Local government leaders across the country are fearing defections, after the first councillors quit their parties to join the Independent Group.
Five days ago, Warren Morgan, the Labour councillor and former leader of Brighton & Hove City Council, resigned from the party and became the first known councillor to declare his support for the new Independent Group of MPs. He expressed his support for the group, citing “Brexit, antisemitism and the toxic culture of aggression and bullying within the party and the broader Corbyn-supporting base” as the reasons for his departure.
Since then, he has created his own independent group on the council with fellow councillor Michael Inkpin-Leissner, who left the Labour party two years ago.
A flurry of further resignations from the Labour party followed, including Bexley councillor Danny Hackett, Barnet councillor Jessica Brayne, Stafford Borough councillor Rowan Draper, and Derby City councillor Dom Anderson, as reported in the Mirror. And ten Labour councillors wrote a joint letter to the Sunday Times at the weekend welcoming the new Independent Group.
Today, councillor Paul Wilson resigned from the Labour party during a meeting of Salford City Council, calling the leadership “fake socialists” and accusing the local constituency party of “brushing anti-Semitism under the carpet”:
“There are those within Salford Labour Party who will, and have said, I’m doing this because I’m a Blairite, or a red Tory. These same people are the ones who voted to sell off the council houses and cut disabled transport whilst I voted against these right-wing policies… I say to these fake socialists it’s time they look at themselves in the mirror and ask themselves who the real socialist is!”

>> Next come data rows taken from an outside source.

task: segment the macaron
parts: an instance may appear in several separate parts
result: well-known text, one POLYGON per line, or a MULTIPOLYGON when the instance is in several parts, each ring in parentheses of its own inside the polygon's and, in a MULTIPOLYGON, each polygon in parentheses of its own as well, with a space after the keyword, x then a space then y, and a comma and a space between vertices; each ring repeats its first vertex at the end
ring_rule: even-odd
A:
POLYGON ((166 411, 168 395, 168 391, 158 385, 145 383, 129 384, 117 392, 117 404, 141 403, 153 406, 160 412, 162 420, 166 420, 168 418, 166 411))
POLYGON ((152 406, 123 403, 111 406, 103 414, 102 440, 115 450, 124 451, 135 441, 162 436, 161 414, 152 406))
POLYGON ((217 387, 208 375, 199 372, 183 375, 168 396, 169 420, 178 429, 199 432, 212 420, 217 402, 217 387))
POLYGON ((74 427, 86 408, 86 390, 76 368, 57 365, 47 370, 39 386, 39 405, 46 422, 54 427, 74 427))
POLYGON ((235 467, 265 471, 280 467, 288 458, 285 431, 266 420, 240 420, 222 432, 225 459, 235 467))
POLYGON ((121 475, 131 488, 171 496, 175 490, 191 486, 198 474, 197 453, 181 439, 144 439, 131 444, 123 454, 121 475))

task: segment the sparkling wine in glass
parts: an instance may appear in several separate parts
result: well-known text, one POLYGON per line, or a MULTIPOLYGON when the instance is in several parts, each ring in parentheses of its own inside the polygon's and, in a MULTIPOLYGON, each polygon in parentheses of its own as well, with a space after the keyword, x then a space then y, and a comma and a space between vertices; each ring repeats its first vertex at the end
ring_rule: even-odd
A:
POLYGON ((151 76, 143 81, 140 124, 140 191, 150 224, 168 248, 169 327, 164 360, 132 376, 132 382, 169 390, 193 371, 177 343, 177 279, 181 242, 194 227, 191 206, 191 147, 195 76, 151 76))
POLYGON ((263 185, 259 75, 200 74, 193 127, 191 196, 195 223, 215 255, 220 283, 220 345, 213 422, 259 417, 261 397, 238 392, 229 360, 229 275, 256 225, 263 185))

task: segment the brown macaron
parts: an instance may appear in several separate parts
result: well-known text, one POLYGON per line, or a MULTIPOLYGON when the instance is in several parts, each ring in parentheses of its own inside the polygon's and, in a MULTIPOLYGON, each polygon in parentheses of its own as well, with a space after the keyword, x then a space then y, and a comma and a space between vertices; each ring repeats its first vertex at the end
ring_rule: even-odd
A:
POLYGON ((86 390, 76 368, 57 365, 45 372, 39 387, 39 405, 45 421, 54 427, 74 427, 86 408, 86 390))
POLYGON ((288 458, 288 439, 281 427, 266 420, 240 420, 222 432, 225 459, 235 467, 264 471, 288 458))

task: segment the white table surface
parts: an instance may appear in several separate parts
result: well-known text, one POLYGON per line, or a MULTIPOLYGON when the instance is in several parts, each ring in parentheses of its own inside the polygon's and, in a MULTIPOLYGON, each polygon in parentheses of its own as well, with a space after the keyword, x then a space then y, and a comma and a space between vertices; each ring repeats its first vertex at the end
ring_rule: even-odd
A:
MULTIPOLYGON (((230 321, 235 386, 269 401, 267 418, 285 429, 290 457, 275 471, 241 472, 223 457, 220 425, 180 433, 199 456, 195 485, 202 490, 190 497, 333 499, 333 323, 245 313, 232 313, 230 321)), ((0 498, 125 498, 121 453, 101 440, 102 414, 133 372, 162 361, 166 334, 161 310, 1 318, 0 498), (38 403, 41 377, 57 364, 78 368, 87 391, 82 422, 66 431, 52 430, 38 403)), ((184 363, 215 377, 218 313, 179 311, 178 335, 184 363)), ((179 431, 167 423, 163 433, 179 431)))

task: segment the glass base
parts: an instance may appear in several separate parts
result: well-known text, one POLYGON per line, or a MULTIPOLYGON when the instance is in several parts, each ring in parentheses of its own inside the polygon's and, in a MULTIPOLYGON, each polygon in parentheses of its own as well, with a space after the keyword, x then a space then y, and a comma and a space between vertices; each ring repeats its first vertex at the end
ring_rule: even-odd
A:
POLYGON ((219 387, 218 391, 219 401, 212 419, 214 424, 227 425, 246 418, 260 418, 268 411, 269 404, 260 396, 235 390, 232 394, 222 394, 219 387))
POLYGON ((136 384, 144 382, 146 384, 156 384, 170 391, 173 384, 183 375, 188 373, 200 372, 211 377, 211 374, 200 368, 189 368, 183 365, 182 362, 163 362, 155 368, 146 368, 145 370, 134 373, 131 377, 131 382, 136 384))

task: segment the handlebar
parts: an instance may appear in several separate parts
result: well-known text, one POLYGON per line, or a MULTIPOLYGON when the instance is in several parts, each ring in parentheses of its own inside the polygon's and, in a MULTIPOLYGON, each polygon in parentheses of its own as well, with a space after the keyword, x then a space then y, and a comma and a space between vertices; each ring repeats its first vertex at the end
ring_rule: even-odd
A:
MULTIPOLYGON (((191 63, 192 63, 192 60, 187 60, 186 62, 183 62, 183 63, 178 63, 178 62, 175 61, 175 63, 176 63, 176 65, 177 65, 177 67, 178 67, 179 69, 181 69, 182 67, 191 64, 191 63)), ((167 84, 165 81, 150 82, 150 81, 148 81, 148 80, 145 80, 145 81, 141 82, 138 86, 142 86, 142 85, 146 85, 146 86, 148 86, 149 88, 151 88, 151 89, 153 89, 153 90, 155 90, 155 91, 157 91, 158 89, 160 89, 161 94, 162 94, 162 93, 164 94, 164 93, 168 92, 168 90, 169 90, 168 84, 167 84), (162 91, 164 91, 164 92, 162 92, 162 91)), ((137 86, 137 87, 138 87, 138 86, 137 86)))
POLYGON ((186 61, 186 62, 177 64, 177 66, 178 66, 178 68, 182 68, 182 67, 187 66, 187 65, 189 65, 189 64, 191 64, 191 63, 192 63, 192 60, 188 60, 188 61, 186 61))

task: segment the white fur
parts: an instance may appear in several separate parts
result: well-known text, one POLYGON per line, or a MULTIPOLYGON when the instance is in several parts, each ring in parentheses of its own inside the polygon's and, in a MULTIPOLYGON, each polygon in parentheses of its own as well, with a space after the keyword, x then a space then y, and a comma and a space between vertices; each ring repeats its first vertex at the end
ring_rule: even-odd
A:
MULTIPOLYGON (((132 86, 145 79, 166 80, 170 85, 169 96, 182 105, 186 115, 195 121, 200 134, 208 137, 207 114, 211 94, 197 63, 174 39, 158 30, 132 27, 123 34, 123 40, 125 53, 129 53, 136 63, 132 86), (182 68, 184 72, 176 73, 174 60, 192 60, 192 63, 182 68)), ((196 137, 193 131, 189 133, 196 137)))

Salford’s mayor Paul Dennett, who campaigned for Corbyn in both leadership elections, cancelled an engagement with the New Statesman this afternoon to deal with the fallout.
Yesterday, Guildford councillor Nils Christiansen left the Conservative party to join the council’s Independent Alliance, which also includes two Tories and one Lib Dem who all resigned last year.

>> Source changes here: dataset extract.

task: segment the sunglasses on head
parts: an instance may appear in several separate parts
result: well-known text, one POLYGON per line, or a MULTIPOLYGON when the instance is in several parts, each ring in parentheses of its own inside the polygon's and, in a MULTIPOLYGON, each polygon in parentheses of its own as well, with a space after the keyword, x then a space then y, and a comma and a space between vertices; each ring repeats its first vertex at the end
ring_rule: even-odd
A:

It’s unclear how many councillors have resigned, and which of them support the Independent Group. As it’s not a registered political party, they cannot say yet whether they would stand for the Independent Group come the local elections in May.
Many of the ex-Labour councillors’ reasons reflect those of the MP defectors – anti-Semitism on the left, Jeremy Corbyn’s leadership and Brexit.
And, like their parliamentary counterparts, the threat of deselection affects some councillors across parties. Christiansen, for example, had already been deselected, and “centrist” Labour councillors in Brighton have long feared deselection. With the local elections looming, some councillors have little to lose by quitting their parties.
Council leaders fear further departures. While Manchester Labour has benefitted from a fairly distinct identity from the central party, ever since it opposed the Iraq War in 2003, there are still jitters that at least one Labour councillor has met with an Independent Group MP. In Merseyside, where the Corbynite and Momentum wing of the Labour party has a loud presence in local politics, the temptation to leave is even greater.
Why does this matter? For Corbynsceptics, an exodus of Labour councillors from influential Labour-run councils could mean more instances of “Haringey round two”: the “first Corbyn council” that sprung up from deselections, in what was characterised as a “Momentum coup”. Others say dissident voices in local government could be helpful in influencing the leadership, as the Independent Group’s actions seemed to shape Labour’s Brexit policy this week.